Even if the new Twitter API rules don’t mean your social media monitoring tools fall silent during the next big emergency, this discussion shows just how dependent we have become on a very small number of ICT service providers and that changes that appear small and technical can have far reaching consequences.

It’s time we start caring about these issues.

  • http://www.sirenus.net Leith Mudge

    Thanks Timo for this post.

    At Sirenus we are actively looking at the recent changes to the Twitter API rules. I think that it is likely that we will be able to achieve some sort of exemption or accommodation with Twitter for Sirenus which is specifically designed for emergency managers and disaster response organisations. You have a good point that if you are using a general tool for monitoring social media that you may strike issues with these new limits but humanitarian tools (such as Sirenus) are unlikely to have their access to the Twitter API turned off.

    • http://sm4good.com Timoluege

      Thanks, Leith. I agree – it would be very bad press for Twitter if they consciously did this in the middle of a disaster and I don't think they would do it. However, it concerns me that tools like Sirenius would basically have to depend on the goodwill and tolerance of Twitter. I'm also worried that in the future some of these rules (maybe not the ones I mentioned here) might be enforced automatically rather than manually in which case it could have negative consequences.

  • http://twitter.com/bjpaddy @bjpaddy

    We currently have a twitter feed on our website homepage which has never functioned properly because of the crankiness of the exiting Twitter API. During the height of future emergencies we had planned to give this block even greater prominence and to suck in updates from the front line by creating a curated list of aid workers from DEC member agencies tweeting about their work. We are now canning this idea because 1) Twitter clearly aren't planning to improve the API because really they don't want 3rd parties integrating tweets into other platforms 2) technically we'd be in breach of their guidelines so we have no confidence that any investment in trying to find ways to make this integration work for our users would be worthwhile.

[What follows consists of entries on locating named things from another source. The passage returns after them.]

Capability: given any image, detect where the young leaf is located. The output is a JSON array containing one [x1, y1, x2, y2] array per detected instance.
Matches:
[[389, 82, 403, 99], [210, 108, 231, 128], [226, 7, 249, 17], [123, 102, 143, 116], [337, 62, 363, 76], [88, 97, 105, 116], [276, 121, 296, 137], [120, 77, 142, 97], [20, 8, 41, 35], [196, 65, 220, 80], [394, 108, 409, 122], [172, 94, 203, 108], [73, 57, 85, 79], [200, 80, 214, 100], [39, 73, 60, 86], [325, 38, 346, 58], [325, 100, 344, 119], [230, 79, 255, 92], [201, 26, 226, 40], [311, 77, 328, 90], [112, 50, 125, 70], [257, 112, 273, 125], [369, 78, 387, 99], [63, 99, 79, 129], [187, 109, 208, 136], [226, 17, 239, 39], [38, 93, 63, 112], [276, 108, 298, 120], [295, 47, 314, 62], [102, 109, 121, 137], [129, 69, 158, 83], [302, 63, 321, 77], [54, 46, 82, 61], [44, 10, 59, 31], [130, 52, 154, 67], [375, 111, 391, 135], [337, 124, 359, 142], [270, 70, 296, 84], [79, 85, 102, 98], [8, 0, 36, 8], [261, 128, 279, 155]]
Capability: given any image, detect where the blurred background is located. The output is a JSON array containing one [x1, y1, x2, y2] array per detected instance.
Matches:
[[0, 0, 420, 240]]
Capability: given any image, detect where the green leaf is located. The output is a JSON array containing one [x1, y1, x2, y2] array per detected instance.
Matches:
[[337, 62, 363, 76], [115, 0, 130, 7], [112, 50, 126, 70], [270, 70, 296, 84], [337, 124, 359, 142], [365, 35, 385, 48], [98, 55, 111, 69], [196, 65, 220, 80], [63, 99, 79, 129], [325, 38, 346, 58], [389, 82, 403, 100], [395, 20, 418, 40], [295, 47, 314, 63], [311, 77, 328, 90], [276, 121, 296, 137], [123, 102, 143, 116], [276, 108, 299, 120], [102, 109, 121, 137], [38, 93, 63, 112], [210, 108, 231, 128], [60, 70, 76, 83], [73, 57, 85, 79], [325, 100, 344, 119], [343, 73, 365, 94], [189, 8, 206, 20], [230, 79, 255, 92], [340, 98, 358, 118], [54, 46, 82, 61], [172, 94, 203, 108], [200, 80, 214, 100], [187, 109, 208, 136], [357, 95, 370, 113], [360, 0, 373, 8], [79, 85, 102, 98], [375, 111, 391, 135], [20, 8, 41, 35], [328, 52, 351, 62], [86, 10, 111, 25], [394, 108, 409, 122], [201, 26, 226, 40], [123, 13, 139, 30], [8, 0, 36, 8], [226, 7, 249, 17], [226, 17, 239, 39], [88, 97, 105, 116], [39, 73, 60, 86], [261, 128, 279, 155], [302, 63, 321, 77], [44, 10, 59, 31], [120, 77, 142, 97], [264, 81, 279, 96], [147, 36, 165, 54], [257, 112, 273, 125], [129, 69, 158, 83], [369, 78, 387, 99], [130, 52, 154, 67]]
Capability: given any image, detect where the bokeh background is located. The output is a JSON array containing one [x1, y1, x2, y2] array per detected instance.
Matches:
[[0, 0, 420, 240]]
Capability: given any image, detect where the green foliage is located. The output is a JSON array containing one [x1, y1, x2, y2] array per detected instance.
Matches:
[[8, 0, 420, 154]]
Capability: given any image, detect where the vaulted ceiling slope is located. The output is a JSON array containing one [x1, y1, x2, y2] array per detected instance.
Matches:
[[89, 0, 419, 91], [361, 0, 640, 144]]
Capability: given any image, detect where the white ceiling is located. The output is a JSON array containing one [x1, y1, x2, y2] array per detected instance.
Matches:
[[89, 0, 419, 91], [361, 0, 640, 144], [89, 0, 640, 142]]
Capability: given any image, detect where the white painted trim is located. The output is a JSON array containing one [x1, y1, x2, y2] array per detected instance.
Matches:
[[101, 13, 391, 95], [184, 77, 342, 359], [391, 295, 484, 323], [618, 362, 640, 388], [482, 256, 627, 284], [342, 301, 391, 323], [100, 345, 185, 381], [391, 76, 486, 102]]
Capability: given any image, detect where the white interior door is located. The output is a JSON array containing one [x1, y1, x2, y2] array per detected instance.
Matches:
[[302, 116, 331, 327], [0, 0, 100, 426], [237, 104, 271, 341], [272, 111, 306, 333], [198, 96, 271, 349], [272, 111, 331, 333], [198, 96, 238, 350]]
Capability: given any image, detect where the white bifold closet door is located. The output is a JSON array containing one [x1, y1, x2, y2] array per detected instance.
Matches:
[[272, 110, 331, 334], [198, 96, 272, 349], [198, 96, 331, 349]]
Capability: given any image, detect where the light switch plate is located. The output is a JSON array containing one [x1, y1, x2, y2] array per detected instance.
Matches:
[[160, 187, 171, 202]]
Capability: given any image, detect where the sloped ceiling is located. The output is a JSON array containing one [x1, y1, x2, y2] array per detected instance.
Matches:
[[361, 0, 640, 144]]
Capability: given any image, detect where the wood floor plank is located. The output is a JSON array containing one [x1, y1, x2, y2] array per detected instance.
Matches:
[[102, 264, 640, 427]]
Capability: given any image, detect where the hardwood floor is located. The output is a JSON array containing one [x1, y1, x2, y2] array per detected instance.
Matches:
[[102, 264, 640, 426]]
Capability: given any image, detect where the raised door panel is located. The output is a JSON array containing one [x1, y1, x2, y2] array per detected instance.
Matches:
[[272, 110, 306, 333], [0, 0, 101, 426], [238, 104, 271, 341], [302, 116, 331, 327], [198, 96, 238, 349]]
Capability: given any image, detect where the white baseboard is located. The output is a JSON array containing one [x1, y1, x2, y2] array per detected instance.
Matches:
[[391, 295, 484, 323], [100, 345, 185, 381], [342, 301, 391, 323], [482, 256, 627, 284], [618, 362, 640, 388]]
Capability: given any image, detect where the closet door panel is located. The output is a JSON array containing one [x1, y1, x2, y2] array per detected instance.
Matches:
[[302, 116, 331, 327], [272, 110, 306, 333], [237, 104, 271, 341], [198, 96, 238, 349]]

  • http://twitter.com/HeatherLeson @HeatherLeson

    Thanks for your post!

  • isaacgriberg

    Thanks for the post Timo! Interesting and useful information. We'll keep you posted on the development of the ICRC's Twitter Dashboard. At the moment we're pulling in the tweets using RSS and not the API. Take care and hope to see you soon, Isaac

  • http://ufn.virtues.fi/crisistracker Jakob Rogstadius

    Thanks Timo for the post.

    At CrisisTracker the new API rules are a serious risk to the project as the platform works with clusters of tweets rather than individual messages, and clusters don't directly have personal data associated with them. We also have a very small development team (mostly me, a busy PhD student) and the new presentation guidelines are a challenge which we may not have resources to meet. This indeed means that the project can be cut off by Twitter at any time due to violations of the API rules.

    In addition, in humanitarian disaster or conflict anonymity can be a huge issue and presenting content in aggregate form is often far safer for individual sources than to present them along with full information about who posted the information, what they look like and where they can be reached.

    As a researcher, I also wonder if the API rules extend to how qualitative analysis of Twitter content can be reported in papers published in academic conferences and journals.

    • http://sm4good.com Timoluege

      Thank you for you thoughts, Jakob. I certainly hope it won't come to that.